I once saw two men fight once on the road in Mecca on one of the last few days in Ramadan, at the edge of the plaza of the Grand Mosque.

I thought often of those two men this past Ramadan, when we all witnessed a war in which Muslim fought Muslim in Afghanistan.

Ramadan is a month when God specifically commands us through fasting to let go of our shortcomings - gluttony, lust, anger. In their place, God encourages us to fill our spirits with mindfulness, kindness and generosity.

This doesn't always happen, of course. This Ramadan, we were all rudely reminded that we don't live in the best of all possible worlds.

Before the month started, the scriptural prohibition on violence during Ramadan became a hot topic for war-planners and media pundits alike. I even discussed it with the person who cuts my hair. Should and would the war in Afghanistan continue during Ramadan? During the horribly bloody war between Iran and Iraq in the 1980s, the President and many others argued, Muslims did not stop killing Muslims.

In fact, sometimes they did, and sometimes they didn't. Iran and Iraq would often agree to Ramadan ceasefires, to be broken as soon as Eid Al-Fitr rolled around.

This Ramadan, as news came of prison massacres, carpet bombing, sieges, and missile strikes, I thoughT often of that late Ramadan afternoon fight in the holy city of Mecca.

It was just after the Asr afternoon prayer, as tens of thousands of worshippers made their way back to their hotels, inns, hovels, or cardboard sidewalk homes to prepare for the imminent breaking of the daily fast.

One man's car had hit the other's car, one right headlight colliding with the the left rear taillight of the other - two more casualties of Mecca's traffic-snarled roads.

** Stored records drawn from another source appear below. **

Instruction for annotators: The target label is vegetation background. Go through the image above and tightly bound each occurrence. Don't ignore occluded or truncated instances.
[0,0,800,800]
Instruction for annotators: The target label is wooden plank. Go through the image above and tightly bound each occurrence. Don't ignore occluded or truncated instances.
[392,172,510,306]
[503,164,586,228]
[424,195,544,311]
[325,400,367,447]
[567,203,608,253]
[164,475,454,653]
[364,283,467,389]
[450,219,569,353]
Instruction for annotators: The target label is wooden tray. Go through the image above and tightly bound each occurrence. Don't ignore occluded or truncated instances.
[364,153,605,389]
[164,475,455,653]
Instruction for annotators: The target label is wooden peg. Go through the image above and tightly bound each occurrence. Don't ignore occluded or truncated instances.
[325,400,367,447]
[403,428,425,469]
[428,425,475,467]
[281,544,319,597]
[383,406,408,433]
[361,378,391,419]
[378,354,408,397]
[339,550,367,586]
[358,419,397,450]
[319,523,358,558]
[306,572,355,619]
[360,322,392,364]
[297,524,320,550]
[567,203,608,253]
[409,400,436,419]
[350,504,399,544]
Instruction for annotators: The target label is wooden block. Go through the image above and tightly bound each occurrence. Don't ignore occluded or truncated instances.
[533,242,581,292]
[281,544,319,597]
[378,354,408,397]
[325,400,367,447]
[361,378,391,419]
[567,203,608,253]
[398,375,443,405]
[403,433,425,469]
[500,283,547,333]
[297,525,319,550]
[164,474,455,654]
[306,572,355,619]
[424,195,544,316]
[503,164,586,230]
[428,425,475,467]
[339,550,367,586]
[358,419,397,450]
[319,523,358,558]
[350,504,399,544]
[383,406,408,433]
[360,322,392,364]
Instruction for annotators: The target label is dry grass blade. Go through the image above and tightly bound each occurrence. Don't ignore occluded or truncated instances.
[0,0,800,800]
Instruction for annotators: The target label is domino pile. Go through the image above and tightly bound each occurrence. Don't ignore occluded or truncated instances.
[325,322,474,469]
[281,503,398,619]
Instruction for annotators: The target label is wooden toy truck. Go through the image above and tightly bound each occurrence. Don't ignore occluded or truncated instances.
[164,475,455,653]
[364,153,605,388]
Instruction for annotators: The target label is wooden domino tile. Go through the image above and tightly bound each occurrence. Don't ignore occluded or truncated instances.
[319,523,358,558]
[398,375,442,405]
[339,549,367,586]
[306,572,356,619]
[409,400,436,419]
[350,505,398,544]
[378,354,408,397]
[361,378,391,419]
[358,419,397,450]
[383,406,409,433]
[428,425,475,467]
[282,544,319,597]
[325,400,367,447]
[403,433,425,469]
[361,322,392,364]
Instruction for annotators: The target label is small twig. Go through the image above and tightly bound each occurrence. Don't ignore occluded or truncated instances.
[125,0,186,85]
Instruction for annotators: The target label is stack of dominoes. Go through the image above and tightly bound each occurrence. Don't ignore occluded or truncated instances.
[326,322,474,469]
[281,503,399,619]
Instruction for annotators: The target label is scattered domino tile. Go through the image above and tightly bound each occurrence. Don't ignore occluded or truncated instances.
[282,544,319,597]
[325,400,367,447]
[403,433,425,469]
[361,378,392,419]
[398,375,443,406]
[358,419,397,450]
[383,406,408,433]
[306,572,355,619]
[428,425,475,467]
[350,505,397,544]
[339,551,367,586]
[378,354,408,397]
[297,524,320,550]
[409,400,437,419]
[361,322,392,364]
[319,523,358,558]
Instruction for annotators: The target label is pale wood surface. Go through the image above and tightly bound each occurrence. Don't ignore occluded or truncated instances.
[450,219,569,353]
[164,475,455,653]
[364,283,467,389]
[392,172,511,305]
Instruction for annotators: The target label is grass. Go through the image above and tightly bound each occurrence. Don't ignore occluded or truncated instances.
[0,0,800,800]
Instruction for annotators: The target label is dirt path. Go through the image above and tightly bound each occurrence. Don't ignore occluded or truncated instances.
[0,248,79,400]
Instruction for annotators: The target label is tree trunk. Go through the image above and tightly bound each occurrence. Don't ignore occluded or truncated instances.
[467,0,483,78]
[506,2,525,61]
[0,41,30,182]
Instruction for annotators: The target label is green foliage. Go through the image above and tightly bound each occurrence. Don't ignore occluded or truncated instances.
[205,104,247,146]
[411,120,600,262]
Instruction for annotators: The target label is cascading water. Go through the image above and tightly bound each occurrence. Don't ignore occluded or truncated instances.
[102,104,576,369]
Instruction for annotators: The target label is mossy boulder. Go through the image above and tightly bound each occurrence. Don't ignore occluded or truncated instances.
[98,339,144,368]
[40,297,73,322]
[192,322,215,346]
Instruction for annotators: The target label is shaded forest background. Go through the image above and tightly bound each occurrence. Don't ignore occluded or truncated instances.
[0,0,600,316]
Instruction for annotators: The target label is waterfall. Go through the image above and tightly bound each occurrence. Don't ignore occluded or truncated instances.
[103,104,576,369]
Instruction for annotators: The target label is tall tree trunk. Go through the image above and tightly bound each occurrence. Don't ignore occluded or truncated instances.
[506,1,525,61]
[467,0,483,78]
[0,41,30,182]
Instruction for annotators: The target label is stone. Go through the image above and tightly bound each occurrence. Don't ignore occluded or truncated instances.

The two men -- one a burly man in a bright yellow car and the other a scrawny man in a white one -- glared at each other. They started shouting until their voices crescendoed into a furious cacophony of unrestrained Arabic cussing.

With sweat gathering on their bald foreheads in thick beads, they drew closer. traffic behind them came to a standstill and a crowd of spectators gathered.

Suddenly, the burly man slammed his fist against the side of the scrawny man's head. Stunned and enraged, the other man responded by grabbing his sandal and attempting to swat his foe. Instead, he ended up swiping a passer-by who had bravely interposed himself between the two combatants.

As the two streetfighters continued to lunge at each other, two groups of men attempted to restrain each fighter.

"Haraam! Haraam!," they cried out. "Fighting is forbidden; this is the month of Ramadan!"

Various onlookers offered up their own advice.

"Ya Ikhwan! O Brothers! Your fast will be broken and void."

"Astaghfirullah! Seek forgiveness from Allah!"

"This is the House of Allah!"

One passer-by in a brown robe hugged the scrawny fighter, imploring him to stop fighting. Then, as a mother would kiss a son, the passer-by began planting little pecks of peace all over the man's head.

"Fighting is forbidden; this is the month of Ramadan!"

Finally, both fighters stopped lunging at each other. It appeared the kisses, the imploring, and the physical restraint of various passer-by had worked. The two men returned to their respective cars.

Onlookers continued to counsel the two men through their car windows.

It's Ramadan, they reminded them. We cannot fight, they cautioned. Even if it wasn't Ramadan, this is the House of Allah. Even if it wasn't the House of Allah, you just shouldn't fight like this.

The episode wasn't over yet. The two men continued to exchange insults through their car windows as they inched along. Suddenly, the burly man got out of his car again and punched the scrawny man once, twice, three times through the open car window.

Some passers-by again tried to restrain the fighters. Others gave up and continued their walk up the hill. The chorus of honking cars grew louder as now-furious drivers waited impatiently for the melee to end.

The scrawny man walked defiantly towards a police car parked nearby. It would be the policeman's turn to resolve the conflict between the now-exhausted fighters and the exasperated onlookers. He curtly instructed the two drivers to drive to the side of the plaza to unclog traffic, demanded identification, and then began to disinterestedly listen to their versions of events.

This Ramadan, I wondered what happened to the two men who made that Meccan Ramadan such a memorable one for me. Hopefully, they controlled their anger this year.

As American Muslims celebrate the end of Ramadan with an Eid party at the White House and war continues in Afghanistan, I pray and hope that the Ramadan message of restraint, forgiveness, and reconciliation will not be lost on us.

While the Eid holiday inevitably returns us to a mundane, non-fasting routine, let's not forget the spirit and hope of Ramadan.